Desde o fim de 2023, quando o prazo para adaptação à Nova
Lei de Licitações foi encerrado, ficou estabelecido que os contratos de seguro
garantia, comuns em grandes obras, teriam a chamada “cláusula de retomada” no
caso de projetos acima de R$ 200 milhões. Essa cláusula prevê que, em caso de
inadimplência da empresa contratada para uma obra pública, a seguradora irá
assumir a responsabilidade pela conclusão do contrato.
No Mato Grosso, foi aprovada uma lei que reduziu o valor que
exige a cláusula de retomada para R$ 50 milhões, segundo o secretário de
infraestrutura e logística, Marcelo de Oliveira. A primeira licitação foi para
o asfaltamento de 50 km da rodovia MT-430, cujas obras já foram iniciadas.

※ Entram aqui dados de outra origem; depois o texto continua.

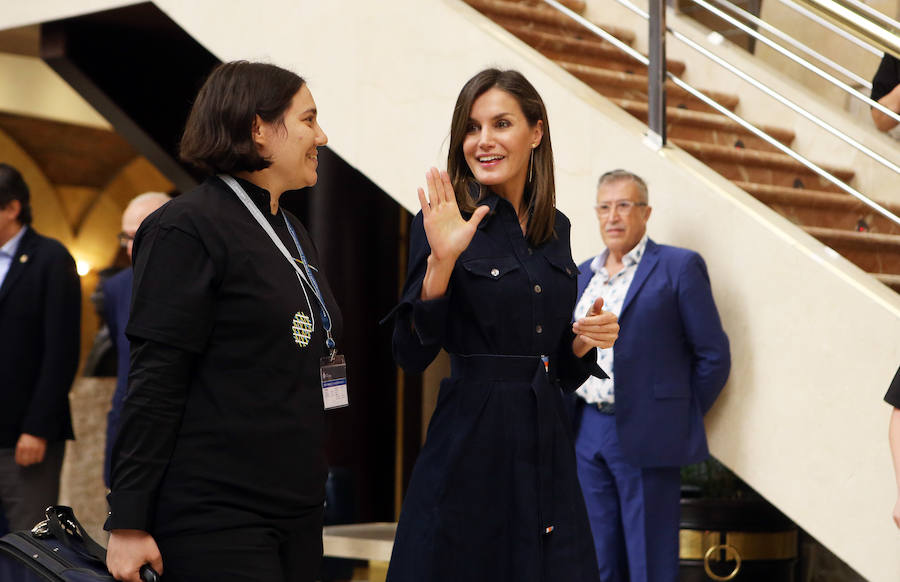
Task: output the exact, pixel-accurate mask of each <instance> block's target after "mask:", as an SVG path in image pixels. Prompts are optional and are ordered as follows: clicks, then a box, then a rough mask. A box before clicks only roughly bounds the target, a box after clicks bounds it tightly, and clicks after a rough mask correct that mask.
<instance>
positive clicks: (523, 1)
mask: <svg viewBox="0 0 900 582" xmlns="http://www.w3.org/2000/svg"><path fill="white" fill-rule="evenodd" d="M503 1H504V2H509V3H511V4H528V5H532V6H534V5H537V4H543V2H541V0H503ZM559 3H560V4H562V5H563V6H565V7H566V8H568V9H569V10H571V11H573V12H577V13H578V14H584V10H585V9H586V8H587V2H585V1H584V0H559Z"/></svg>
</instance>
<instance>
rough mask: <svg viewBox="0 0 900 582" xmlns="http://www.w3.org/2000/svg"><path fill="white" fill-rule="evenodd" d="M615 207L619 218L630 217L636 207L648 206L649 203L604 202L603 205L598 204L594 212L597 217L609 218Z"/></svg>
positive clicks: (631, 201)
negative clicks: (628, 216) (609, 214)
mask: <svg viewBox="0 0 900 582" xmlns="http://www.w3.org/2000/svg"><path fill="white" fill-rule="evenodd" d="M613 206H615V208H616V213H617V214H618V215H619V216H628V215H629V214H631V209H632V208H634V207H635V206H647V203H646V202H635V201H633V200H616V201H615V202H613V203H609V202H603V203H602V204H597V205H596V206H594V210H595V211H596V212H597V216H601V217H602V216H609V213H610V211H611V210H612V208H613Z"/></svg>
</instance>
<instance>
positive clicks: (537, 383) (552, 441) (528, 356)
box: [450, 354, 559, 535]
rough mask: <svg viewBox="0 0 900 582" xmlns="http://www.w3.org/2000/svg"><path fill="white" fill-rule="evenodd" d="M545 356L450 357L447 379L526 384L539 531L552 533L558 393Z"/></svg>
mask: <svg viewBox="0 0 900 582" xmlns="http://www.w3.org/2000/svg"><path fill="white" fill-rule="evenodd" d="M549 362H550V360H549V359H548V358H546V357H545V356H503V355H490V354H489V355H481V354H478V355H460V354H450V377H451V378H455V379H466V380H479V381H482V382H483V381H488V382H490V381H495V382H496V381H500V382H503V381H506V382H510V381H512V382H529V383H530V384H531V391H532V393H534V398H535V404H536V410H537V426H535V431H536V433H537V446H538V503H539V504H540V507H539V511H540V518H541V532H542V533H543V534H544V535H547V534H550V533H552V532H553V530H554V527H555V526H554V525H553V499H554V495H553V483H554V481H553V460H554V459H553V451H554V450H555V445H556V440H557V438H558V437H557V431H559V422H558V421H557V418H556V402H557V399H558V397H559V390H558V388H556V385H555V384H554V383H553V382H552V376H551V372H553V370H551V369H550V365H549Z"/></svg>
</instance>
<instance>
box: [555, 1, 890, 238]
mask: <svg viewBox="0 0 900 582" xmlns="http://www.w3.org/2000/svg"><path fill="white" fill-rule="evenodd" d="M653 1H654V0H651V4H652V3H653ZM655 1H656V2H657V4H662V1H661V0H655ZM543 2H544V3H545V4H548V5H550V6H551V7H553V8H554V9H556V10H558V11H559V12H561V13H563V14H565V15H567V16H568V17H569V18H571V19H573V20H575V21H576V22H578V23H579V24H580V25H582V26H583V27H585V28H586V29H588V30H590V31H591V32H592V33H594V34H595V35H597V36H599V37H601V38H602V39H604V40H606V41H607V42H610V43H611V44H613V45H614V46H616V48H618V49H620V50H622V51H623V52H625V53H626V54H628V55H629V56H630V57H632V58H633V59H635V60H637V61H638V62H640V63H641V64H643V65H645V66H648V67H649V66H650V59H649V58H647V57H646V56H644V55H643V54H641V53H640V52H638V51H636V50H635V49H633V48H632V47H630V46H628V45H627V44H625V43H623V42H622V41H620V40H619V39H617V38H615V36H613V35H612V34H611V33H609V32H607V31H605V30H603V29H602V28H601V27H599V26H598V25H596V24H594V23H593V22H591V21H590V20H588V19H587V18H585V17H583V16H582V15H580V14H578V13H577V12H574V11H573V10H570V9H569V8H568V7H566V6H564V5H562V4H560V3H559V2H557V0H543ZM616 2H618V3H619V4H621V5H622V6H624V7H626V8H628V9H629V10H631V11H632V12H635V13H636V14H638V15H639V16H641V17H643V18H644V19H647V20H649V19H650V14H649V13H648V12H646V11H644V10H643V9H642V8H640V7H638V6H636V5H635V4H633V3H632V2H630V1H629V0H616ZM665 30H666V31H667V32H668V33H669V34H671V35H673V37H674V38H677V39H678V40H680V41H681V42H683V43H685V44H686V45H687V46H690V47H691V48H693V49H695V50H697V51H698V52H700V53H701V54H703V55H704V56H706V57H707V58H709V59H711V60H713V61H714V62H716V63H717V64H719V65H720V66H723V67H725V68H726V69H728V70H730V71H731V72H732V73H734V74H736V75H738V76H739V77H741V78H742V79H744V80H745V81H747V82H748V83H750V84H752V85H753V86H755V87H757V88H758V89H760V90H762V91H764V92H766V93H767V94H768V95H769V96H770V97H773V98H775V99H776V100H778V101H779V102H781V103H782V104H784V105H786V106H788V107H790V108H791V109H793V110H794V111H795V112H797V113H800V114H801V115H803V116H804V117H806V118H807V119H809V120H810V121H813V122H814V123H816V124H817V125H819V126H820V127H822V128H823V129H826V130H828V131H829V132H830V133H832V134H833V135H835V136H837V137H839V138H841V139H842V140H843V141H845V142H847V143H848V144H850V145H851V146H854V147H856V146H857V145H858V146H859V147H857V149H859V150H860V151H863V152H864V153H866V150H868V152H869V153H870V154H873V155H874V156H877V157H879V158H881V159H882V160H883V161H884V162H886V165H888V167H891V166H893V168H892V169H894V171H895V172H898V173H900V168H898V167H897V166H896V164H893V162H890V161H889V160H886V159H884V158H883V157H881V156H879V155H878V154H877V153H875V152H872V151H871V150H869V149H868V148H866V147H865V146H863V145H862V144H860V143H859V142H857V141H856V140H854V139H853V138H851V137H850V136H848V135H846V134H845V133H843V132H842V131H840V130H838V129H836V128H834V127H832V126H831V125H829V124H828V123H826V122H824V121H822V120H821V119H819V118H818V117H816V116H815V115H813V114H811V113H809V112H808V111H806V110H805V109H803V108H802V107H800V106H799V105H797V104H796V103H794V102H793V101H791V100H790V99H788V98H787V97H784V96H783V95H781V94H780V93H778V92H776V91H774V90H772V89H770V88H769V87H767V86H766V85H765V84H763V83H762V82H760V81H758V80H756V79H754V78H753V77H751V76H750V75H748V74H747V73H745V72H743V71H741V70H740V69H738V68H737V67H735V66H734V65H732V64H731V63H728V62H727V61H725V60H724V59H722V58H721V57H719V56H717V55H715V54H713V53H712V52H711V51H709V50H708V49H707V48H706V47H704V46H702V45H700V44H699V43H697V42H695V41H694V40H692V39H690V38H688V37H687V36H685V35H683V34H681V33H679V32H678V31H675V30H672V29H670V28H666V29H665ZM663 42H665V41H664V39H663ZM662 67H663V69H665V63H664V62H663V64H662ZM666 77H667V78H668V79H669V80H670V81H672V82H673V83H674V84H675V85H676V86H678V87H680V88H682V89H684V90H685V91H687V92H688V93H690V94H691V95H693V96H694V97H695V98H697V99H699V100H700V101H703V102H704V103H705V104H707V105H708V106H710V107H712V108H713V109H714V110H715V111H717V112H718V113H721V114H722V115H725V116H726V117H728V118H729V119H731V120H733V121H735V122H736V123H738V124H739V125H740V126H741V127H743V128H744V129H746V130H748V131H749V132H751V133H752V134H754V135H755V136H757V137H758V138H760V139H762V140H763V141H765V142H766V143H768V144H769V145H771V146H773V147H775V148H776V149H778V150H779V151H781V152H783V153H784V154H786V155H788V156H790V157H791V158H792V159H794V160H796V161H797V162H799V163H800V164H802V165H803V166H804V167H806V168H808V169H809V170H811V171H812V172H814V173H816V174H818V175H819V176H821V177H822V178H824V179H825V180H827V181H828V182H831V183H832V184H834V185H835V186H837V187H838V188H840V189H841V190H843V191H844V192H846V193H847V194H850V195H851V196H853V197H854V198H856V199H857V200H859V201H861V202H863V203H864V204H865V205H866V206H868V207H869V208H871V209H873V210H875V211H876V212H878V213H879V214H881V215H882V216H884V217H885V218H887V219H888V220H890V221H892V222H894V223H895V224H897V225H900V217H898V216H897V215H896V214H894V213H893V212H891V211H890V210H888V209H887V208H885V207H884V206H882V205H881V204H879V203H878V202H876V201H875V200H872V199H871V198H869V197H868V196H866V195H865V194H863V193H862V192H859V191H858V190H856V189H855V188H853V187H852V186H850V185H849V184H846V183H845V182H843V181H842V180H841V179H839V178H837V177H836V176H834V175H833V174H831V172H829V171H827V170H825V169H824V168H822V167H820V166H819V165H818V164H816V163H815V162H813V161H811V160H809V159H808V158H806V157H805V156H803V155H801V154H799V153H797V152H795V151H794V150H793V149H791V148H789V147H788V146H786V145H784V144H783V143H781V142H780V141H778V140H777V139H775V138H774V137H772V136H770V135H769V134H768V133H766V132H765V131H763V130H761V129H759V128H758V127H756V126H755V125H753V124H752V123H750V122H749V121H747V120H746V119H744V118H743V117H741V116H739V115H738V114H736V113H734V112H733V111H731V110H729V109H728V108H726V107H724V106H722V105H721V104H719V103H718V102H717V101H715V100H714V99H712V98H711V97H708V96H707V95H705V94H704V93H703V92H702V91H700V90H699V89H696V88H695V87H693V86H692V85H690V84H689V83H687V82H685V81H683V80H682V79H681V78H679V77H678V76H677V75H675V74H674V73H672V72H671V71H666ZM661 90H662V92H663V95H662V96H661V98H658V101H661V102H662V103H665V95H664V93H665V88H664V87H663V88H662V89H661ZM648 113H649V112H648ZM664 115H665V110H664V109H663V116H664ZM664 128H665V119H664V118H663V131H662V133H657V132H656V130H655V129H654V128H653V127H652V126H651V127H650V133H651V135H650V137H651V138H653V137H654V136H653V134H656V136H655V138H654V139H652V141H653V142H654V144H655V145H658V146H660V147H661V146H664V145H665V130H664ZM660 141H661V142H662V143H661V144H660V143H659V142H660ZM855 144H856V145H855Z"/></svg>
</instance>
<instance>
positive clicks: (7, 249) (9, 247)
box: [0, 224, 28, 257]
mask: <svg viewBox="0 0 900 582" xmlns="http://www.w3.org/2000/svg"><path fill="white" fill-rule="evenodd" d="M26 230H28V226H27V225H24V224H23V225H22V226H21V228H19V232H17V233H16V234H14V235H13V237H12V238H11V239H9V240H8V241H6V244H5V245H3V246H2V247H0V254H3V255H7V256H10V257H14V256H16V252H17V251H18V250H19V243H20V242H21V241H22V237H23V236H25V231H26Z"/></svg>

“Foram nove meses de conversas com as seguradoras para desenhar esse modelo e
deu certo. Do lado das construtoras, elas viram que não podem apenas pegar o
edital, ler e chegar no dia do processo licitatório com a apresentação dos
preços. Elas têm que mostrar conhecimento do local, conhecimento da obra e têm
que conseguir o seguro”.
A emissão de prêmios de seguro garantia cresceu 22% nos
primeiros sete meses do ano, considerando, além do seguro das obras, o seguro
garantia judicial. O produto é apontado entre aqueles com maior potencial de
expansão. Um eventual empecilho para o avanço é a capacidade de cobertura das
resseguradoras (as seguradoras das seguradoras), que pode ser insuficiente caso
os investimentos do novo Programa de Aceleração do Crescimento (PAC) aumentem
nos próximos anos, diz Jorge Sant’anna, presidente da BMG Seguros. “O PAC, que
ainda não decolou, preconiza que vamos ter um investimento de R$ 1,7 trilhão,
sendo que de 2023 a 2026 seria R$ 1,4 trilhão. O esperado é que no próximo ano
tenha um crescimento das obras, porque o governo vai ter que resolver o
atraso”, diz.
Segundo Sant’anna, a crise do agronegócio de 2021 e 2022 e o
estresse no crédito desencadeado pelo caso Americanas em 2023 provocaram
retração dos resseguradores estrangeiros, que passaram a olhar o Brasil como um
país “não tão livre de riscos”, afirma. “Continuamos vendo essa retração até
agora”, diz. “Hoje, o seguro garantia está numa posição importante, com
infraestrutura regulatória para suportar crises, com seguradoras que sabem
operar, mas o mercado de resseguro está assustado”, afirma. “Há três anos, a
capacidade total das resseguradoras no país girava em torno de R$ 36 bilhões.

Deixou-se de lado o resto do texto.